We've had a sudden death in the family. My partners uncle. I've two kids that do not own anything smart and I haven't had the chance to get them anything. What's acceptable for children at funerals

OP posts:
Leapyearday · 02/03/2024 19:55

I'm another one backing school uniform. If child has no uniform then I'd say dark trousers, light colour shirt and smart jumper. I don't think hoodies are smart at any time.

MargaretThursday · 02/03/2024 20:01

purser25 · 01/03/2024 22:06

I went to a funeral all the great Grandchildren were were there in Beaver and Cub uniforms. Ideal especially as they were a scouting family

I think that's lovely. I know some families who are very into scouts-the older members have been in scouting for 70+ years, and I can imagine them doing that.

Op. I had the situation earlier this year with 16yo ds, who doesn't do smart, and especially doesn't do trousers. We compromised on smart shorts (his school ones-black) if he wore a shirt. He was comfortable, he looked lovely and he was smarter than the immediate family who wore jeans too.

I'd go for something they're comfortable with on the bottom and something a bit smarter on the top perhaps. People don't tend to notice the bottoms if the top is smart. Maybe not ripped jeans though.

kitsuneghost · 02/03/2024 20:09

Black trousers or skirt and plain black polo shirt?

reluctantbrit · 03/03/2024 09:29

Invisimamma · 02/03/2024 18:30

I have to disagree with people saying that jeans and hoody is okay for a funeral. I think it would be very disrespectful and anyone going to a funeral should be smartly dressed out of respect. Black trousers, white shirt and tie is easy to get and cheap enough to buy or borrow.

I'm in Scotland though so maybe the convention is different here.

Also I question whether it's necessary for children to attend the funeral of a step-great-uncle, unless they were very close to the deceased.
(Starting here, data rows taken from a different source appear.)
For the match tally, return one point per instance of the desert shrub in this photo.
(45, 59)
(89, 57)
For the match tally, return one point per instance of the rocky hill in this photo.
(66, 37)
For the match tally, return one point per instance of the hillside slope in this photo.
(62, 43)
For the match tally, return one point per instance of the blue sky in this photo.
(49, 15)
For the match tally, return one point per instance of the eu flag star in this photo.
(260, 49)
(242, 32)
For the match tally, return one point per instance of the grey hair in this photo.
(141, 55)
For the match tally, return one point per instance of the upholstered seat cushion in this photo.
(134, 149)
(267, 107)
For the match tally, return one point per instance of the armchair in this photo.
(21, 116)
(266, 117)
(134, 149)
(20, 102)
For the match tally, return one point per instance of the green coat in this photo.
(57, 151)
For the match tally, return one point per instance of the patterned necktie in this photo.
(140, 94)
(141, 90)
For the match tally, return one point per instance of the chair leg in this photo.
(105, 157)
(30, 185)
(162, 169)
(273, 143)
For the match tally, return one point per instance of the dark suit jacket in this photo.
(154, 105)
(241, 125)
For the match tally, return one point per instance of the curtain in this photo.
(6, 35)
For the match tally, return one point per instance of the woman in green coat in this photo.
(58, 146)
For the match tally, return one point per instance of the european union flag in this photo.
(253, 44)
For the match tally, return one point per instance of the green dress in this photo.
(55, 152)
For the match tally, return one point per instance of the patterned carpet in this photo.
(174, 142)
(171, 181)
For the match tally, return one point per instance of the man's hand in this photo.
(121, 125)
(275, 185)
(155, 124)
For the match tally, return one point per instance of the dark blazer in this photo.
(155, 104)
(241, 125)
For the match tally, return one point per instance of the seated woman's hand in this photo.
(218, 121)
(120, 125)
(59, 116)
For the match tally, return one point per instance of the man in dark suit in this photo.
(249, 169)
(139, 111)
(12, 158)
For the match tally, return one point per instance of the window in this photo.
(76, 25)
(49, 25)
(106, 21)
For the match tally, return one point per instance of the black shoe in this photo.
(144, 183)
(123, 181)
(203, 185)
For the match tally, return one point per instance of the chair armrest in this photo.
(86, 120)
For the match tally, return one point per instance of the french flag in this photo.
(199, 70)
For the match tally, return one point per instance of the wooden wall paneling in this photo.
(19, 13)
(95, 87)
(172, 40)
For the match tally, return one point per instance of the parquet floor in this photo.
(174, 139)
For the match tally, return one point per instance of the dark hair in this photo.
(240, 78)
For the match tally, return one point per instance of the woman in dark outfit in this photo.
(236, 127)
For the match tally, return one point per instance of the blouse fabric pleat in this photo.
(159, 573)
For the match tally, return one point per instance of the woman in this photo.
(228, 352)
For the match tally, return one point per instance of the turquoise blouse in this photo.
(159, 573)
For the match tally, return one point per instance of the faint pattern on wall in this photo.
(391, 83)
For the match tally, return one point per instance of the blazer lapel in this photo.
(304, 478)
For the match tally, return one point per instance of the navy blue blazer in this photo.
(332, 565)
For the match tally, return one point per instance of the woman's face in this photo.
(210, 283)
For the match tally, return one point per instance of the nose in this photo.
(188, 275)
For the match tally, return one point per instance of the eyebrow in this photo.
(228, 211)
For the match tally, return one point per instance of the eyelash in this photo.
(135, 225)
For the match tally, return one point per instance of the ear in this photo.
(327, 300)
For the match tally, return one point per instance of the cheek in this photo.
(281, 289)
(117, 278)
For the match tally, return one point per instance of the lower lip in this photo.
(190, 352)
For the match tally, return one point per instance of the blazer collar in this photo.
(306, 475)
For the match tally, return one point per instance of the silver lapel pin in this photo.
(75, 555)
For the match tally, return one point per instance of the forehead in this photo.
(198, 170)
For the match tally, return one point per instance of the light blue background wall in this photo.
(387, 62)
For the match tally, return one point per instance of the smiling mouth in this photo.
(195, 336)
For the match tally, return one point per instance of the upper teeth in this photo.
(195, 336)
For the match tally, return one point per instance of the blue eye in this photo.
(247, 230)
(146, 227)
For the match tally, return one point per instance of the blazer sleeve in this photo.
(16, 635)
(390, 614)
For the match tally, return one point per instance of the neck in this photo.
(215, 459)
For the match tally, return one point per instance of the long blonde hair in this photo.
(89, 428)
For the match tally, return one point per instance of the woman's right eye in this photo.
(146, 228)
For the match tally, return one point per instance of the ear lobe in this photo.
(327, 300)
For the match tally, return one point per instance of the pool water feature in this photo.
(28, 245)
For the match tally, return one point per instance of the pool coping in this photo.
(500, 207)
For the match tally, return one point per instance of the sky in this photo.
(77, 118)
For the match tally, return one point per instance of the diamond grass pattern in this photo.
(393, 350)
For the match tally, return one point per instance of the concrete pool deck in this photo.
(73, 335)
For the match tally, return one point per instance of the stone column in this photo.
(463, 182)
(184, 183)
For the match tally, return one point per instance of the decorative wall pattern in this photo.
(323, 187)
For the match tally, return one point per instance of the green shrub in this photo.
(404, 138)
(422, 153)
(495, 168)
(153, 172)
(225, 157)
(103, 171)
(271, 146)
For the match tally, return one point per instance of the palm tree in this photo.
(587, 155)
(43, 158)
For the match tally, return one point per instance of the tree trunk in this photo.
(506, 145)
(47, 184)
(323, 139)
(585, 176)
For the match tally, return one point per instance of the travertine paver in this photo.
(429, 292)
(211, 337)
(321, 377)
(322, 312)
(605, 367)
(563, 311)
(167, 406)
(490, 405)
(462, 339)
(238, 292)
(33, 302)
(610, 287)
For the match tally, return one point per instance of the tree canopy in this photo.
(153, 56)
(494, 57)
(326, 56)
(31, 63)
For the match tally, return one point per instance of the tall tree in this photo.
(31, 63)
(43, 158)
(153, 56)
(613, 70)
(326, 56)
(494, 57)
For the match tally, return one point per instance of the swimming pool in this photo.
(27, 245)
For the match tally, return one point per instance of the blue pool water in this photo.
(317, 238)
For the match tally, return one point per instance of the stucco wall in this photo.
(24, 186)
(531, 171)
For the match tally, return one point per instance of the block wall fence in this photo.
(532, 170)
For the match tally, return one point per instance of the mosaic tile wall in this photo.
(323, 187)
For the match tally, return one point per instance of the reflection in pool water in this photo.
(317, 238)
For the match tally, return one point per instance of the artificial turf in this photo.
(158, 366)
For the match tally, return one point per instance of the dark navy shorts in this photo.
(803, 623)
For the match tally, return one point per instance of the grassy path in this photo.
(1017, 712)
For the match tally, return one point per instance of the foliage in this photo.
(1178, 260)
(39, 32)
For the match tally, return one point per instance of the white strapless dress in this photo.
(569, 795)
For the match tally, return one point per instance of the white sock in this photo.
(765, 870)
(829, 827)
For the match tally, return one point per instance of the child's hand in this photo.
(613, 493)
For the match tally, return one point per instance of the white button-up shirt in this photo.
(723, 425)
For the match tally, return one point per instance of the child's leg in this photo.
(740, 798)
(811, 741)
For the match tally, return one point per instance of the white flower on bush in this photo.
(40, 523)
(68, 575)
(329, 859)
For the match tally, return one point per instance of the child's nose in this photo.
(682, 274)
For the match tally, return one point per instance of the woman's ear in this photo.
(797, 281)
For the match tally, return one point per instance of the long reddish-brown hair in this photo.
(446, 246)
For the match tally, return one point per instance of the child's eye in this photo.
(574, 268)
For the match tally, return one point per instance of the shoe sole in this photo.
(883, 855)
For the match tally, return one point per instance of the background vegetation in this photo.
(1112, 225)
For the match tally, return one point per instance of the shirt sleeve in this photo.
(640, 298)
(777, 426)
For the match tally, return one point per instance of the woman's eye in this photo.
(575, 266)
I don't object to children at funerals but this relationship does seem very far removed.

My only surviving aunt is actually my step-aunt. But I am very close to her and if the time comes I will definitely attend and I personally would love to have my child with me as a support. DD knows her as well, even with a country between them.

On the other hand, when DH's aunt passed away, DD and I stayed at home, DD hardly ever met her, we had no real contact apart from Christmas/birthday wishes and what my PIL told of her. We decided it wasn't worth getting DD out of school for several days.

Just because someone is not a blood relative doesn't mean your child is not close to a person/knows them well.

bradpittsbathwater · 03/03/2024 09:33

School uniform are smart trousers and shirt would be fine. I really don't think hoodies and trainers are appropriate. Some guests would see that as lazy and disrespectful. Clothing has got more causal over the years but that's just laziness.

Brrrrrrrrrritscold · 03/03/2024 13:18

I’d be so embarrassed to take my kids in jeans and a hoodie to any funeral. People do still get dressed up, it very much varies from family to family. Everyone wore suits, even the children to both my parents funerals.

budgiegirl · 03/03/2024 16:28

When my FIL died, my (young adult) nephew came in jeans, hoodie, trainers and a beanie. He was also a pallbearer. And no-one gave two hoots how he was dressed, the important thing for my MIL and our family was that he was there.

zingally · 03/03/2024 17:13

Is your DP the boys father? If not, the uncle of a non-relation is a pretty tenuous link. And even if he is, then "dad's uncle" is still pretty far-fetched. Especially for an 8yo.
I've only been to the funeral of one of "parents uncle/aunties", and that was my dad's aunt. He pre-deceased her, and always called her "his favourite auntie". Plus she was particularly kind to us when he passed, so I felt an obligation to go on his behalf.

I was a child/teen when the other uncles and aunties died, and I don't think it was even considered that I'd go.

That being said, if you want them to attend, school uniform is fine. Or even just dark trousers/smart jeans with a "nice" jumper will do. No one expects kids to have much is the way of "formal wear".

ranoutofquinoaandprosecco · 03/03/2024 17:34

When we went to my Granny's my DS was 8 and wore black jeans and a black polo shirt my 10 year old DD wore a black dress.